This project focuses on non-invasive brain-to-speech decoding from MEG signals, mapping neural activity directly to auditory speech units using the LibriBrain dataset. Our goal is to advance MEG-based speech decoding and identify the temporal and spatial patterns in the brain that support recovering speech elements.
This project aims to investigate audio-text large language models (Audio-Text LLMs) as potential improvements over existing models such as Whisper for encoding brain responses. The team will benchmark and compare encoding models across multiple data modalities to evaluate their effectiveness and uncover cross-modal representations relevant to neural encoding.
This project investigates how lip movements contribute to brain activity during natural speech comprehension. We extract lip movement features using computer vision models and audio features using speech models, then build multimodal encoding models to examine whether visual articulatory information provides unique predictive power beyond auditory and linguistic cues. Specifically, we aim to understand how visual speech modulates and interacts with neural processes underlying speech perception and comprehension. This is an ongoing project. Students with computer vision experience are especially encouraged to join!
This project aims to create an emotion-adaptive conversational system that bridges brain–computer interfaces and audio foundation models. We first develop an EEG-based emotion recognition framework to infer users’ affective states from neural activity. Then, we train a speech-based dialogue model capable of adjusting its responses—both in tone and linguistic style—according to detected emotions. By integrating these two systems, we introduce a neuro-adaptive audio chatbot that responds empathetically and modulates its voice in real time based on how the user feels.

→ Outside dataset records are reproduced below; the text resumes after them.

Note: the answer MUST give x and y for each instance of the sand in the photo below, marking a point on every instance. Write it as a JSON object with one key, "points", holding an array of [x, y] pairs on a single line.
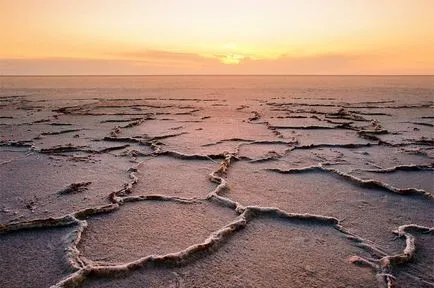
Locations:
{"points": [[215, 191]]}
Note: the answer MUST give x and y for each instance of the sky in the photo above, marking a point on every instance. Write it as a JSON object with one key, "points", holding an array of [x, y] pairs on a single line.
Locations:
{"points": [[121, 37]]}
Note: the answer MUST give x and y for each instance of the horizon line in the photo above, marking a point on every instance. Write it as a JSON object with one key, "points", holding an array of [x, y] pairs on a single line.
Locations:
{"points": [[177, 75]]}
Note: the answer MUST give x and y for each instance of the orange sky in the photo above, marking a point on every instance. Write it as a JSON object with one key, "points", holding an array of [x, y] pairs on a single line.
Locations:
{"points": [[216, 37]]}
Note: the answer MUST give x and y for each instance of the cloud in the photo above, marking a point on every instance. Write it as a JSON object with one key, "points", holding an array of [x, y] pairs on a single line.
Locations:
{"points": [[169, 62]]}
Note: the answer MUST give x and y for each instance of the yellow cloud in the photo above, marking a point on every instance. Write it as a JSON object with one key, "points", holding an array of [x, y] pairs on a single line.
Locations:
{"points": [[231, 58]]}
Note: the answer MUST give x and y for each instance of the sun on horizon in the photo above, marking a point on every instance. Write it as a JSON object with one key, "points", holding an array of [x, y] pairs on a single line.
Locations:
{"points": [[50, 37]]}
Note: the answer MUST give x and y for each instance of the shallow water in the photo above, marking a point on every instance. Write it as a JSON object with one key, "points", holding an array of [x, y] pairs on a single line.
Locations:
{"points": [[216, 181]]}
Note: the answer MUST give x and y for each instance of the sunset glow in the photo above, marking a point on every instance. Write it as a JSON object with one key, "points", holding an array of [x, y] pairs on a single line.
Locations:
{"points": [[217, 37]]}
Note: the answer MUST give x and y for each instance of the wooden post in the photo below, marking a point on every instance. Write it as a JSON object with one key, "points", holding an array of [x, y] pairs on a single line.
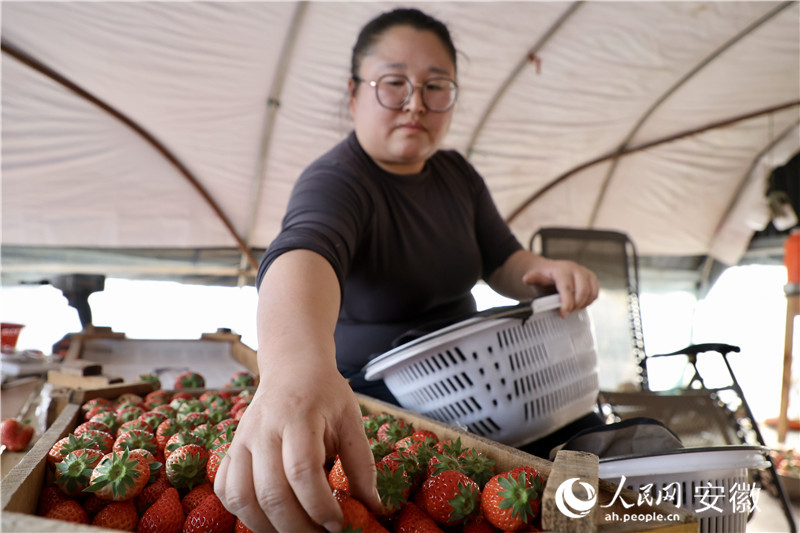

This project aims to understand how the human brain encodes visual information by building models that predict brain activity (e.g., fMRI, EEG signals) from naturalistic images. By linking state-of-the-art computer vision models with neural data, we seek to uncover which image features best explain activity in different brain regions and how artificial systems align or diverge from human visual processing.
This project explores how AI-generated music can positively influence brain functions such as focus, relaxation, and memory. We will experiment with generative models to create adaptive soundscapes and evaluate their impact through cognitive tasks or user studies.
This project develops an AI-based speech analysis system for the early detection of Parkinson’s disease using publicly available voice datasets such as PC-GITA and the UCI Parkinson’s Telemonitoring dataset. Parkinson’s disease causes subtle vocal changes that often appear before noticeable motor symptoms. By extracting acoustic biomarkers (e.g., jitter, shimmer, harmonic-to-noise ratio) and deep audio features from short speech recordings, the system will train machine-learning models to distinguish Parkinson’s patients from healthy individuals. The model’s predictions will be evaluated for accuracy and interpretability, aiming to identify reliable voice-based markers that could support low-cost, non-invasive screening and remote monitoring.
This project investigates how the human brain integrates visual and linguistic information. Previous studies have modeled brain activity using language or vision models separately, but few have explored their joint representations. We aim to determine whether modern vision language models, which achieve deep semantic alignment rather than simple feature concatenation, better predict neural activity. The project focuses on identifying brain regions whose responses can be explained only by multimodal representations, not by unimodal or concatenated embeddings. By comparing encoding and decoding performance across model types, we seek to uncover where and how the brain supports multimodal semantic integration.
This project aims to use a combined EEG-fMRI dataset to both investigate how videos are processed in the brain, as well as to develop better EEG decoding models. First, taking a multimodal approach may help uncover new patterns in how information is represented and manipulated in various brain regions through leveraging the temporal resolution of EEG and the spatial resolution of fMRI. Second, simultaneously recorded fMRI data may be able to guide new decoding approaches for EEG, opening the door to more useful non-invasive BCIs.
This project aims to develop a targeted linguistic embedding that isolates representations of specific linguistic phenomena. The goal is to create embeddings that selectively capture information relevant to a chosen linguistic feature while suppressing unrelated dimensions. These embeddings will then be used in neural encoding analysis to investigate how distinct linguistic features are represented in the human brain.
This project investigates how neural signals can be transformed back into visual images using deep learning. Leveraging the THINGS Ventral Stream Spiking Dataset (TVSD) — which records single-neuron activity from macaque visual areas V1, V4, and IT — the team developed a generative decoding pipeline that maps brain activity to perceived images. By integrating AlexNet, VDVAE, and Versatile Diffusion, the project revealed strong parallels between mid-level visual features in artificial networks and biological vision, advancing our understanding of how the brain encodes and reconstructs the visual world.
This project develops an SSVEP-based speller system. The goal is to use brain wave data collected from an OpenBCI headset to control an online keyboard interface. The system includes data acquisition, visual stimulus presentation, and signal decoding pipelines for steady-state visually evoked potentials (SSVEP), enabling users to type characters using only their brain activity.
Develop a program that can interpret brain signals from an EEG headset and convert them into control instructions for a drone in real time. The system integrates data collection, signal processing, and control interfaces to enable closed-loop brain-to-drone communication.